WTCS.ORG

Threshold Monitoring


MRTG How-to                 SNMPMON How-to


Overview:

Well, you now have the ability to monitor a particular system performance statistic, and that's just great!  But... what if that value exceeds (or drops below) a threshold?  For instance, what if the "free disk space OID" value on that NT server drops below 100 (as in MB).  Wouldn't you like to be notified so that you could proactively deal with the situation, instead of finding out the hard way?     Basically the focus of this page is to tell you how you can GET an SNMP counter, compare it to a threshold level, and take action if the SNMP counter is above or below the threshold level.  Actions could include some or many of the following (lets assume that disk space drops below the set threshold of 100MB):

As you can see, there a number of things that can be done, and there are a number of ways you can do this.  In this section, I will deal with two.  Both free.  One (called SNMPMON.EXE) comes with the Windows NT Resource kit, and the  other is good old MRTG.


MRTG

Since the release of version 2.7.4, it has been possible to spawn a process (i.e. run a program) if a value returned by the MRTG SNMP GET (or helper script) is higher or lower than a preset threshold value.   I will show you how to call a batch file that will start a PERL script that will send SMTP (Internet) email.  The image below shows an actual message sent by MRTG/BLAT.EXE using the files you can download below:

Something you should know about:

When MRTG detects a threshold breach, and provided you have the config file set up to call a program (with the ThreshMinI/ThreshProgI/ThreshMaxO/ThreshProgO options) it will run a program to send an email message.  This will slow down your polling process.  You should have a beefy system if you want to enable this!
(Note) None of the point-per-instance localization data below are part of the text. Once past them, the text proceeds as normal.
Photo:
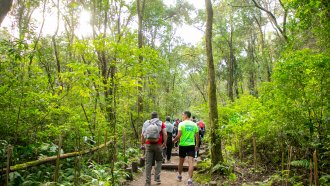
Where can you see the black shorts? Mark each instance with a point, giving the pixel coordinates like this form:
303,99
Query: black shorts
186,151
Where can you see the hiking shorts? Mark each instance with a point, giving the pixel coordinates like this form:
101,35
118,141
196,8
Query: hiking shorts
186,151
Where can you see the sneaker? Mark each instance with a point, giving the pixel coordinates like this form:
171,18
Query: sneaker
178,177
190,182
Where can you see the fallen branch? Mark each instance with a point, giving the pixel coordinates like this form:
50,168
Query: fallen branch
52,158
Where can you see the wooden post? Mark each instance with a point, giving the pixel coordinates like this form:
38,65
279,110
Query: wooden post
9,153
316,174
288,164
129,175
254,152
142,162
134,166
213,183
57,167
241,148
310,172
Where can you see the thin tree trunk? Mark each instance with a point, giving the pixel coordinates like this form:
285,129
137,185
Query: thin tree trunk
57,167
5,6
53,158
316,175
216,154
140,11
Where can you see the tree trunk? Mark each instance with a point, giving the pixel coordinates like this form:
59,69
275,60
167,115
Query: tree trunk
140,11
231,69
53,158
5,6
216,154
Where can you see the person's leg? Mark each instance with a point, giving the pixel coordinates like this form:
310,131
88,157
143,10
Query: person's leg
191,155
159,159
169,151
169,146
149,161
180,167
191,166
164,151
182,155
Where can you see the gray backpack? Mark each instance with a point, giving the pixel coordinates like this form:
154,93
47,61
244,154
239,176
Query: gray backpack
152,130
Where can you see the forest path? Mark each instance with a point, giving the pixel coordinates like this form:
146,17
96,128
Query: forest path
167,177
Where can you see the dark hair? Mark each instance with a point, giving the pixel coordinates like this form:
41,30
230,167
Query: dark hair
154,115
187,113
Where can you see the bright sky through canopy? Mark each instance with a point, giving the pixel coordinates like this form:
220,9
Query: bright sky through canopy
188,33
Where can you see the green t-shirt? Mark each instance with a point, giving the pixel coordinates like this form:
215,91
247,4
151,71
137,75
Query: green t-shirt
188,129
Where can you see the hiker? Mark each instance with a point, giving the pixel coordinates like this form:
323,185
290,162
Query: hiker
201,126
187,133
153,133
167,152
194,119
175,131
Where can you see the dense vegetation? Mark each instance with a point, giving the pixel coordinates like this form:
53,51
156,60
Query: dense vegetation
77,91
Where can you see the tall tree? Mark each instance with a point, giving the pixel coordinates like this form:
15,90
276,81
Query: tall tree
140,11
5,6
216,154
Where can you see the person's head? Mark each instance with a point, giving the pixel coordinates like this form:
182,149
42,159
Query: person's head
186,115
154,115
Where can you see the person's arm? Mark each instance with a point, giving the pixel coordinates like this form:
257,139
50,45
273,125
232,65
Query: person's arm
197,141
164,137
178,136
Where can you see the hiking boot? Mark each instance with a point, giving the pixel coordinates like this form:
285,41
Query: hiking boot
178,177
190,182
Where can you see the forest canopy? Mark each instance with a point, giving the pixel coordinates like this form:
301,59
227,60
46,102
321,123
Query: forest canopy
78,74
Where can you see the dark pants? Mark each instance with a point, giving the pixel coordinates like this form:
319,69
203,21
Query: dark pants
169,146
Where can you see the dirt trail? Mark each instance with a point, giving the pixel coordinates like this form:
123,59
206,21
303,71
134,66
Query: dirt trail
168,177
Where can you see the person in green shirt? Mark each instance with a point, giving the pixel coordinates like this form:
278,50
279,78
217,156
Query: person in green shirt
187,133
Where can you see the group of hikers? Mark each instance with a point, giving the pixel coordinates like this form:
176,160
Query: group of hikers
158,139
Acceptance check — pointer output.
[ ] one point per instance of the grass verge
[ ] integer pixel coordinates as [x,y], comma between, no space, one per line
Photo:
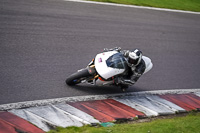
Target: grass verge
[183,124]
[189,5]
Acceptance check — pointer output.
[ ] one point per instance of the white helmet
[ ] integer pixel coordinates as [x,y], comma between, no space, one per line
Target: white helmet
[134,57]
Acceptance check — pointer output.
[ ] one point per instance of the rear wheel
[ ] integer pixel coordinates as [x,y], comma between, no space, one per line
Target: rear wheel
[77,77]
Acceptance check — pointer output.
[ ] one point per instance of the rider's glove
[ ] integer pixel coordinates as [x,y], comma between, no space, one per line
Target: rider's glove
[117,80]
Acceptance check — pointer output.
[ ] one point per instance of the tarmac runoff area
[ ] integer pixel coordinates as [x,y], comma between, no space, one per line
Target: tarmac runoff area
[82,110]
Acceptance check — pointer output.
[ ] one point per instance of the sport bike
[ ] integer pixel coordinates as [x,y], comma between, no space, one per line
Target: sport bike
[103,69]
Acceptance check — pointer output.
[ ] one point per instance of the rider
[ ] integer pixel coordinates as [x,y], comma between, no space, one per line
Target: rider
[136,67]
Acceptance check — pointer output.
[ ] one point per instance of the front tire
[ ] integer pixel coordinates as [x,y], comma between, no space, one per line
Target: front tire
[77,77]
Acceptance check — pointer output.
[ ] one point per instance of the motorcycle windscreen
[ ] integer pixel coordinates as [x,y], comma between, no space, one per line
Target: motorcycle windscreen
[109,64]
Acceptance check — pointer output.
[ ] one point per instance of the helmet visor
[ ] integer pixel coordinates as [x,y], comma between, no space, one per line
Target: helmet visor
[133,61]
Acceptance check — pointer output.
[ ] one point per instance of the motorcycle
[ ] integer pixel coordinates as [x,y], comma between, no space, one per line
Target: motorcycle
[103,69]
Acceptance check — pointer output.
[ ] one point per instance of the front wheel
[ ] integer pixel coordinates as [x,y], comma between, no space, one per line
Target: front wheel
[77,77]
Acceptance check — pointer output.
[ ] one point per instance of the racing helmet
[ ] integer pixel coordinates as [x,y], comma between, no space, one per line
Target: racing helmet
[134,57]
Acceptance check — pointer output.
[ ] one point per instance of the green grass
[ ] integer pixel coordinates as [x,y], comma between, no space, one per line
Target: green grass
[190,5]
[185,124]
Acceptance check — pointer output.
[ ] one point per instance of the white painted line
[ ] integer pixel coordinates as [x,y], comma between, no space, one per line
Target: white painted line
[133,6]
[36,120]
[28,104]
[132,104]
[54,115]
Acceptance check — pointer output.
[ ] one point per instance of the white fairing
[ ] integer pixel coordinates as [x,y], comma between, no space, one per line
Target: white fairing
[148,64]
[102,68]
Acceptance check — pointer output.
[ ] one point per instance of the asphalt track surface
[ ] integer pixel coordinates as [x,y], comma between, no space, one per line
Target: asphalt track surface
[44,41]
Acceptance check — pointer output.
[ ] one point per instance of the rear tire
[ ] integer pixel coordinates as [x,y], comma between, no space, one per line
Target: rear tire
[77,77]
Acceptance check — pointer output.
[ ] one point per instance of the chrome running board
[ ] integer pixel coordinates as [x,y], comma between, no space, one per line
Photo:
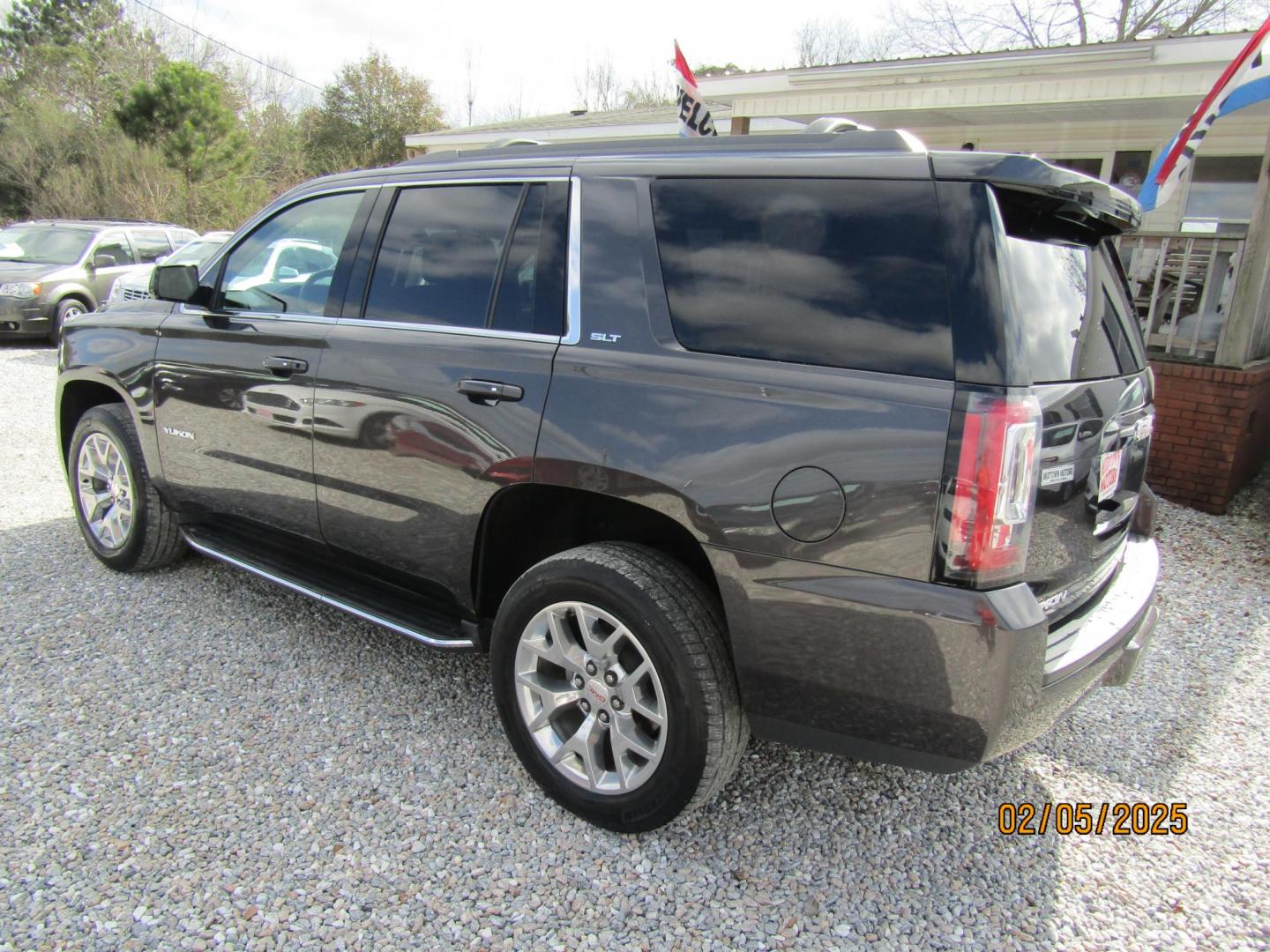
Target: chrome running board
[418,634]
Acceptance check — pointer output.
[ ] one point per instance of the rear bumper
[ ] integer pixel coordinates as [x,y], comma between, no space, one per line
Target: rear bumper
[920,674]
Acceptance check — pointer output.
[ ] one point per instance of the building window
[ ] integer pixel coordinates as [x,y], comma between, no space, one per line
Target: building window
[1223,187]
[1087,167]
[1129,170]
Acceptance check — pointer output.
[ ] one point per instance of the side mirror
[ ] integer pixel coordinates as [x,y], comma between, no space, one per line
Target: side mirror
[175,282]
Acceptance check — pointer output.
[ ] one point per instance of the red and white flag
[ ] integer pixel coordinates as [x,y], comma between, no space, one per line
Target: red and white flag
[695,118]
[1244,81]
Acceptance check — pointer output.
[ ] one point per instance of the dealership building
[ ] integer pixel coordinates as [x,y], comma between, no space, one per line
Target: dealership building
[1104,109]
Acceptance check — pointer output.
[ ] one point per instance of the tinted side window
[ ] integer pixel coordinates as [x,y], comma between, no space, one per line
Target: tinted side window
[1072,311]
[439,254]
[833,271]
[152,245]
[286,264]
[117,248]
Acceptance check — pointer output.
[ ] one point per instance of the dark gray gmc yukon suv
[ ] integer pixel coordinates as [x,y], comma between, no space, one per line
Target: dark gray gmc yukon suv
[823,438]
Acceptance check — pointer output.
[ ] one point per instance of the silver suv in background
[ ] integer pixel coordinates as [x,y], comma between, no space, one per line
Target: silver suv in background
[135,285]
[57,268]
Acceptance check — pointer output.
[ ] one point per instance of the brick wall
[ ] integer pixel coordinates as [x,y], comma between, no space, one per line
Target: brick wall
[1212,432]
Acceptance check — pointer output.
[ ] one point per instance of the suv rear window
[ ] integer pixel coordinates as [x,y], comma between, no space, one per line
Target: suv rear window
[1074,314]
[832,271]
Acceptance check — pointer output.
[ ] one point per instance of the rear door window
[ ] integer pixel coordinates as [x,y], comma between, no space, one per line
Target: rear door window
[832,271]
[484,257]
[1073,311]
[152,245]
[116,248]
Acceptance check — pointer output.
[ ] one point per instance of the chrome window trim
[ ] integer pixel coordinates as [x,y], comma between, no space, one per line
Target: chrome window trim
[482,181]
[573,270]
[263,315]
[447,329]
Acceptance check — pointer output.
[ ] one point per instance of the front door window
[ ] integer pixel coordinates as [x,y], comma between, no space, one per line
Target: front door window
[286,264]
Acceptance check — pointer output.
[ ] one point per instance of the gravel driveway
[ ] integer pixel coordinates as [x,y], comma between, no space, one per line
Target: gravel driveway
[196,758]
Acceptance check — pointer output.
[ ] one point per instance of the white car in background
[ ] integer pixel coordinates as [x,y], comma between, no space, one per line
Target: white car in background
[135,286]
[283,262]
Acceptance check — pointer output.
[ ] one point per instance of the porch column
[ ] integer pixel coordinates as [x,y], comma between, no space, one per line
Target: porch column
[1250,308]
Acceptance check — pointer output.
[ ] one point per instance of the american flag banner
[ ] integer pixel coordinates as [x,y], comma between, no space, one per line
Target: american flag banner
[695,118]
[1244,81]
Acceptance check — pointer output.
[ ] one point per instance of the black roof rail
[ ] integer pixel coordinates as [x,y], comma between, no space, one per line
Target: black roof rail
[834,123]
[1091,206]
[504,143]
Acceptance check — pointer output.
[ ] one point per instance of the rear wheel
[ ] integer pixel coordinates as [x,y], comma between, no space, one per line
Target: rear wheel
[123,521]
[614,683]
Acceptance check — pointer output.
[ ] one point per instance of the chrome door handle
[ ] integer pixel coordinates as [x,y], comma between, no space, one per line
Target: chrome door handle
[285,366]
[489,391]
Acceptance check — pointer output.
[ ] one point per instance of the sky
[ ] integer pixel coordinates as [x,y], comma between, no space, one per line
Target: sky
[525,55]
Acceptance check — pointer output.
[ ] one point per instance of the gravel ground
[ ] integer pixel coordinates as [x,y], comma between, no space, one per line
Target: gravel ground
[195,758]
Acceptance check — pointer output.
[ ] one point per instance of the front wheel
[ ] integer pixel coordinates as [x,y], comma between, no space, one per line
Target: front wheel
[123,519]
[615,687]
[66,309]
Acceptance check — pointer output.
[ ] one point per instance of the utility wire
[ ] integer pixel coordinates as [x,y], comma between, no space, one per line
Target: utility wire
[227,46]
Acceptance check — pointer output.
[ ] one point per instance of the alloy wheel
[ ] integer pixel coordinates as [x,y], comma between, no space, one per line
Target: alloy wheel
[104,490]
[591,697]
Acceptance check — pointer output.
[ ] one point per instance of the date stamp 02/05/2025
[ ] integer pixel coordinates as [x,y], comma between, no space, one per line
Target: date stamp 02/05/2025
[1123,819]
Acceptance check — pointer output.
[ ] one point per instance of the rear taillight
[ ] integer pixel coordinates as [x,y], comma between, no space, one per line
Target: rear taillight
[990,489]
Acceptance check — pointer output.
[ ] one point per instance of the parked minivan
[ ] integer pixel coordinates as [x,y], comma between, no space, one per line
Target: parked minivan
[57,268]
[822,438]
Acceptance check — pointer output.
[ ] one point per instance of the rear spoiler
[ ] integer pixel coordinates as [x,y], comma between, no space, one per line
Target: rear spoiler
[1030,188]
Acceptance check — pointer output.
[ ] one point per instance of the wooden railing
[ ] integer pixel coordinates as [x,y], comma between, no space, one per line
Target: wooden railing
[1181,287]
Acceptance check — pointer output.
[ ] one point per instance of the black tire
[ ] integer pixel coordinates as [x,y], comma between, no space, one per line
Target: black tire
[66,308]
[153,539]
[678,622]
I have modified SMTPMAIL.PL so that it will check to see if it sent a message within the last hour, and if it has, it will not do so again.  This gets around the problem of receiving an email every 5 minutes when the MRTG scan is performed.  You can see in the screenshot below how it sends every hour.  However, this is not 100% accurate, since a threshold breach might occur at 55 minutes past the hour, and an email would be sent.  Then another breach might occur at 5 minutes past the next hour, and since it is in another hour (24 hour clock), then another would be sent.  Still it's LOST better than every 5 minutes! 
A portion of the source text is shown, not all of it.